I too get haunted by criticism, failed relationships (but not those sexual types;) with past coworkers, or my poor judgement and decisions in past projects.
Q: Was I really as bad as accused?
Q: Did I make such an embarrassing mistake?
Q: Was I more than 50% responsible or there’s another person equally responsible? It takes 2 hard objects to have a clash.
In many cases, I find it tricky to answer these questions objectively, and identify where and how much of blame I deserve. I’m lucky to have a simplistic view —
“I have always enjoyed good relationships with all my team members under the same manager. Everyone is friendly, nice or at least OK with me. Similarly, all my users liked me. Some colleagues and users even treat me as the best guy in my team.“
In reality, if I examine every relationship maybe this is not 100% true, but i’m too lazy, so I never challenge this view. I keep repeating this view to myself and to everyone who asks. This loose view is a rather powerful protection when I feel “haunted”. This view may be naive but it’s an example of a healthy self-image IMO.

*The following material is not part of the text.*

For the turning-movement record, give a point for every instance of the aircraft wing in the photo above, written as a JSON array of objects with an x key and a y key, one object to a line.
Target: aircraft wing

Note in this view I don’t single out my boss. I don’t have such a perfect thing to say about relationships with my past bosses. Still I have another simplistic view that
“Those managers I had problem with is an unpopular guy. Each has lost more than 1 team member due to the harsh mistreatment he gives. Each is hated by some team members and not respected by many. Basically, each is a difficult boss, but I actually managed to survive and adapt to them for longer than many fellow sufferers.“
These simplistic views tend to protect my self-image. It’s important to me. They are like Guardian Angles. I hope they could work for you as well.